Erdheim-Chester disease

Case contributed by Michael P Hartung
Diagnosis certain

Presentation

Abdominal discomfort.

Patient Data

Age: 75 years
Gender: Female
ct

Thickening and enhancement of the right atrial wall (partially seen). 

Soft tissue thickening of the descending thoracic and abdominal aorta. 

Near occlusion/occlusion of the SMA with circumferential soft tissue thickening. 

Left perinephric soft tissue thickening with infiltrative, enhancing tissue in the renal hilum, resulting in mild/moderate hydronephrosis. 

Similar infiltrative soft tissue in the right renal hilum without obstruction. 

Left tibia radiograph

x-ray

No sclerotic lesions are detectable on radiograph. 

Whole body bone scan

Nuclear medicine

Whole body bone scan shows uptake in the left > right tibia. 

PET/CT whole body

Abnormal FDG uptake in the following locations:

  • Right atrium (rind of thickening/uptake)
  • Descending thoracic aorta (note thickening on CT images)
  • Renal hilar activity better appreciated on CT as it overlaps with normal excretion of radiotracer
  • Left greater than right tibial shaft (medullary cavity)

CT-guided biopsy

ct

Planning images from CT-guided left tibial biopsy shows faint areas of sclerosis within the medullary cavity corresponding to increased PET/CT and bone scan uptake. 

Left tibial biopsy pathology report:

  • Bone marrow with fibrosis, remodeling and focal xanthomatous-appearing histolytic infiltrate
  • Immunohistochemical stains + for CD 68, - for CD1a
  • BRAF600 mutation negative

Case Discussion

Biopsy-proven case of Erdheim-Chester disease (ECD).

ECD is a non-Langerhan-cell histiocytosis of unclear etiology. It is characterized by abnormal proinflammatory cytokine response resulting in systemic proliferation and infiltration of histiocytes, and can involve any organ system. Bone pain most common presentation. Diagnosis made on the basis of imaging features and the presence of foamy histiocytes (CD68+ and CD1a-).

The major presenting feature on this case was the perirenal and renal hilar soft tissue infiltration.
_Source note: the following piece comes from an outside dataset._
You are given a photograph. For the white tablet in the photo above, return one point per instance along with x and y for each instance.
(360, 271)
The differential for that finding alone includes:

  • Erdheim-Chester disease ("hairy kidney")
  • lymphoma/lymphoproliferative
  • igG4-related sclerosing disease
  • retroperiteonal fibrosis
  • plasmacytoma
  • extramedullary hematopoesis
  • amyloidosis

However, taking into account the additional findings of right atrial soft tissue thickening (only partially seen on the first few images, but a common feature of ECD), coating of the aorta/SMA, and absence of findings typical of the other diagnoses (e.g. no adenopathy for lymphoma, no auto-immune pancreatitis for igG4, RPF usually starts at the aortic bifurcation and ascends, no history of multiple myeloma, no hepatosplenomegaly for EMH or amyloidosis), ECD is the leading diagnosis. 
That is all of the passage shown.